For an efficient query, you have to use equality operator(s) for the first condition(s) and you can use a range operator only for the last condition, eg.

SELECT FROM V WHERE A = 0 AND B > 1 LIMIT 10

or

SELECT FROM V WHERE A > 0 LIMIT 10

but not

SELECT FROM V WHERE A > 0 AND B > 1 LIMIT 10

in this case, only the “A” condition will be indexed.

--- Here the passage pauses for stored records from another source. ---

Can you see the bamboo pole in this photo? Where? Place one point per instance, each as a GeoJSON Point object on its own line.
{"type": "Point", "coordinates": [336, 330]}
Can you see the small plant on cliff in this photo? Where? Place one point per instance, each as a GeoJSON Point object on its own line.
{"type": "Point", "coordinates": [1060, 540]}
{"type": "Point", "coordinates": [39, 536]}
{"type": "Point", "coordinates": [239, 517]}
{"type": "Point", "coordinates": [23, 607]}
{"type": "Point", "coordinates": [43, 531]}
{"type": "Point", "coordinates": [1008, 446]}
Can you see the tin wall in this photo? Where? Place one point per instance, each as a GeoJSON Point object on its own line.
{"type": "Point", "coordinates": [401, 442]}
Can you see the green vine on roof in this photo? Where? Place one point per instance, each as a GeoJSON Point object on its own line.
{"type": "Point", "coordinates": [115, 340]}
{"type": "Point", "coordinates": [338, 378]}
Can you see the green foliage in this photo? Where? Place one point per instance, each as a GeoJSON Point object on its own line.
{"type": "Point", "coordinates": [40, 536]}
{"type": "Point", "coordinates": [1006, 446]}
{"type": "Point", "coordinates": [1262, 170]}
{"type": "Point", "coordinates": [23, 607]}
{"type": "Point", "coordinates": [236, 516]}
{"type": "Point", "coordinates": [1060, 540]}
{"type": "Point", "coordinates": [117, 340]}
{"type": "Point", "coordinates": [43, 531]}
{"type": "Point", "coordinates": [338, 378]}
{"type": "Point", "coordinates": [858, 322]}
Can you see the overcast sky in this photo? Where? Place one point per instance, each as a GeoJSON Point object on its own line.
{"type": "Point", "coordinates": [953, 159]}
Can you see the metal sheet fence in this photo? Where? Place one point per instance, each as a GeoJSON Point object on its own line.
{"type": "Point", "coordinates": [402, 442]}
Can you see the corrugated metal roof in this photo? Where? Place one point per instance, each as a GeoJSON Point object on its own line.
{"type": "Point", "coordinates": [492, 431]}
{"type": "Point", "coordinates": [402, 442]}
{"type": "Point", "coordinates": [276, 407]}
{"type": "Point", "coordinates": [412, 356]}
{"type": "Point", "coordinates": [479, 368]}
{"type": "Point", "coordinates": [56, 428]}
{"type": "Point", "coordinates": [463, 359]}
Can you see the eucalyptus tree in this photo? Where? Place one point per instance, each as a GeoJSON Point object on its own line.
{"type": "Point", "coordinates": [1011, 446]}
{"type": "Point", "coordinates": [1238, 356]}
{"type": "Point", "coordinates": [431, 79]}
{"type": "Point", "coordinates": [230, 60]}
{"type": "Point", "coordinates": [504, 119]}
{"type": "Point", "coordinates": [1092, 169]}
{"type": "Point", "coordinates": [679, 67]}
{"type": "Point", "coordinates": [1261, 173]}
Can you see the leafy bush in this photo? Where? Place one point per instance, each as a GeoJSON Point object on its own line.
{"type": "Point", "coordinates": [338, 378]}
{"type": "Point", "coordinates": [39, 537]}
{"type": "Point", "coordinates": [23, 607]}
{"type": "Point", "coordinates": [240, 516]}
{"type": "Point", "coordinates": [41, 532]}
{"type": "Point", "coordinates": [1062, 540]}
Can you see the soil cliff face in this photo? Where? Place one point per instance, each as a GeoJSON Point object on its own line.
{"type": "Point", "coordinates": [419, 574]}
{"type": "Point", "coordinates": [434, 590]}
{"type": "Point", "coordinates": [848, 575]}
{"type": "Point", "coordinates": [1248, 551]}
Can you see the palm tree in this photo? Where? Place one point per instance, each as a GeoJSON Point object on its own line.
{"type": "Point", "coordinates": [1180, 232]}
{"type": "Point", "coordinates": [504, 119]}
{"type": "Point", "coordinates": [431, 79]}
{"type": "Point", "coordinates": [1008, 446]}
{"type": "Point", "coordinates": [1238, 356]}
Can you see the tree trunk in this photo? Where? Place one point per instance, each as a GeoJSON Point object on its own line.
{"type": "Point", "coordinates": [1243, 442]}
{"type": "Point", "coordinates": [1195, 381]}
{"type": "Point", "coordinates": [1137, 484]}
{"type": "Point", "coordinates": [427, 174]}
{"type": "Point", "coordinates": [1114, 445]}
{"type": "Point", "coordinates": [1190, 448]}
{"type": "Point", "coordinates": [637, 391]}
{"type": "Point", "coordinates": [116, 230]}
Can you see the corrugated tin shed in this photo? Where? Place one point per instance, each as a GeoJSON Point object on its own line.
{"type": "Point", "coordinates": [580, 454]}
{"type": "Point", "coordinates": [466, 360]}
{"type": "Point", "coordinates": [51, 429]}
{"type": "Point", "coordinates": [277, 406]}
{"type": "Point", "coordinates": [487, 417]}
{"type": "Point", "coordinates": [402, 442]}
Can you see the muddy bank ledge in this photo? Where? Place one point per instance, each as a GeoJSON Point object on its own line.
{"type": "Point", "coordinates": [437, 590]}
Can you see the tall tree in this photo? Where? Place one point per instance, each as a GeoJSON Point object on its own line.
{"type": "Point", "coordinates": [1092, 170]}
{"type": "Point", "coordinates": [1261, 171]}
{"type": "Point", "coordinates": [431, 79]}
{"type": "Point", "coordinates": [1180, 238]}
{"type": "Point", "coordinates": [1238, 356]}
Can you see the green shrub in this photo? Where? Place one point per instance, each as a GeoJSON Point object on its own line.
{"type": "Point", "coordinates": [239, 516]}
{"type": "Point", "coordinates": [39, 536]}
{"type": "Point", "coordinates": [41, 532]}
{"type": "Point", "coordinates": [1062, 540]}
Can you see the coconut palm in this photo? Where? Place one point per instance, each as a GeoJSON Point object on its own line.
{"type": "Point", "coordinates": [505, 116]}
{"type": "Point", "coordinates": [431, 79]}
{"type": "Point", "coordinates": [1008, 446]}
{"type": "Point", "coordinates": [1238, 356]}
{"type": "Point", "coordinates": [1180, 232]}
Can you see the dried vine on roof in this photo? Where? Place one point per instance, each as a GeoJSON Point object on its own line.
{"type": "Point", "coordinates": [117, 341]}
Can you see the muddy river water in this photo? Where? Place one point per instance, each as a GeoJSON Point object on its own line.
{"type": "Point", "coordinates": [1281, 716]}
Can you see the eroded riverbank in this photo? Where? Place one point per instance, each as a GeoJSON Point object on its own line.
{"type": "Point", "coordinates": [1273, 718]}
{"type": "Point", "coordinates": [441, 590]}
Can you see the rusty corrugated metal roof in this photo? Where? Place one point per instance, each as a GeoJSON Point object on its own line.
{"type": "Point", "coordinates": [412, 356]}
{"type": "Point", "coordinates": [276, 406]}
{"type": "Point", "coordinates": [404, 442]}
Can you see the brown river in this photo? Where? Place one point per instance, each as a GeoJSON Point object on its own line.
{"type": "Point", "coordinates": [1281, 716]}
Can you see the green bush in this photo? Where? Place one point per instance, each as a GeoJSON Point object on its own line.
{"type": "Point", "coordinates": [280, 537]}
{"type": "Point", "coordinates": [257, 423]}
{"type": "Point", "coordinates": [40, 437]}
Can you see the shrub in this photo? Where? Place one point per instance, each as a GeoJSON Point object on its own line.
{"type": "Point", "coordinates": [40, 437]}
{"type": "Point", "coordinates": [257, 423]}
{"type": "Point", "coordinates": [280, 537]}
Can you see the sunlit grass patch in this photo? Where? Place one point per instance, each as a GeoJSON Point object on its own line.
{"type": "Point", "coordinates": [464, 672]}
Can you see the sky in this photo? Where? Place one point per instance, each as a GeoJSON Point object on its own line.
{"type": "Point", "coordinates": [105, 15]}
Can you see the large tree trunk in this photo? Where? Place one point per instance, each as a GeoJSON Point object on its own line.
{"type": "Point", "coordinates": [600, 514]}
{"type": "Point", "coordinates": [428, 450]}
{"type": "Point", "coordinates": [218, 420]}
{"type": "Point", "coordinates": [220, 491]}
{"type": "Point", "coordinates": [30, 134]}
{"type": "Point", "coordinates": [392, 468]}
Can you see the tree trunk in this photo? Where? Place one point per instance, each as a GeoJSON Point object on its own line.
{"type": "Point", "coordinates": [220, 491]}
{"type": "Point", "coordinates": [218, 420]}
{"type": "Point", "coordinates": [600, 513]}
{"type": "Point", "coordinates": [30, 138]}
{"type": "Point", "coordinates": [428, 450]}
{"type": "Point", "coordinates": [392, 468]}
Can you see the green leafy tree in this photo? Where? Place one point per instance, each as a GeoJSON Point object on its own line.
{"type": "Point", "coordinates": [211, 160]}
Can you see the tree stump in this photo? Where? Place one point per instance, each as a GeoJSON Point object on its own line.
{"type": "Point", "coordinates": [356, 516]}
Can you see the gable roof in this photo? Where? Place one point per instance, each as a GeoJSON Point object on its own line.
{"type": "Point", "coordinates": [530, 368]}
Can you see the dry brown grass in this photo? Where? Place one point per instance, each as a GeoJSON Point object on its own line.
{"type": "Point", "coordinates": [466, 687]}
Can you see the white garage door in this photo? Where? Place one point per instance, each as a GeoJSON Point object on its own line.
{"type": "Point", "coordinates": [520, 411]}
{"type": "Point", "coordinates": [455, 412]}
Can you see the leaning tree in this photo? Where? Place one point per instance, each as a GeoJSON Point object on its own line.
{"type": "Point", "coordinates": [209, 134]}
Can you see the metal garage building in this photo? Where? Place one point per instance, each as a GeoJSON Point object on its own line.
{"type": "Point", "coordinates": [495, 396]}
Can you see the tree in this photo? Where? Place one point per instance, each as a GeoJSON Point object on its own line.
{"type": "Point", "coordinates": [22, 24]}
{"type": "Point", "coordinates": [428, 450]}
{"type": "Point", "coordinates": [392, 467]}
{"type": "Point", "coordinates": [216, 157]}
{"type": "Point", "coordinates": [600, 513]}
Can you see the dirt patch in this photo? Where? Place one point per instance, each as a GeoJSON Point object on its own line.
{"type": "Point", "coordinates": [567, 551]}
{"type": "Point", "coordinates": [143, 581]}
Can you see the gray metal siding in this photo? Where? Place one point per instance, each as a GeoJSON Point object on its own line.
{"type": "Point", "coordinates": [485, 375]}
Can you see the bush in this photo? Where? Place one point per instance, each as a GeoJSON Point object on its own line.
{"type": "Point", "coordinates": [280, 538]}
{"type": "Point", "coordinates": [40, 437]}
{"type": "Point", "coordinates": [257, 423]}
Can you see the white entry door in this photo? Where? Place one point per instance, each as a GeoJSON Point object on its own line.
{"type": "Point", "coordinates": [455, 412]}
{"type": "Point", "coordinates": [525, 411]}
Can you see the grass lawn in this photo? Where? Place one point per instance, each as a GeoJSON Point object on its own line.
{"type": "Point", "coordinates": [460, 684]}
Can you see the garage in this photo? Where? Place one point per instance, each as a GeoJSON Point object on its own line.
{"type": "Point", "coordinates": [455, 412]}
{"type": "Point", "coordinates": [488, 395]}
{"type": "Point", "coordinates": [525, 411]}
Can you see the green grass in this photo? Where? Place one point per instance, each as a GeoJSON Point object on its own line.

In V 2.2 you cannot do complex AND/OR combinations (or better, you can do it, but the query executor is not smart enough to use all the indexes), but in v 3.0 you can definitely write a query as follows:

suppose you just reached [0, 5] and you want to retrieve next five elements:

SELECT FROM V WHERE (A = 0 AND B > 5) OR A > 0  LIMIT 10

Thanks

Luigi

#17

@luigidellaquila: Thanks for jumping in. And yes, I do understand all of that. But index or not, it is still only possible to paginate by a single property, whether that property is the @rid or some other unique value. That’s my challenge. My original assumption around a composite index was that the “combination” of the properties in the index would be treated as a single unique value, so that it would be possible to do:

SELECT FROM V WHERE A > n AND B > m LIMIT 10

Without that ability, B by itself would have to be unique, but it’s often not.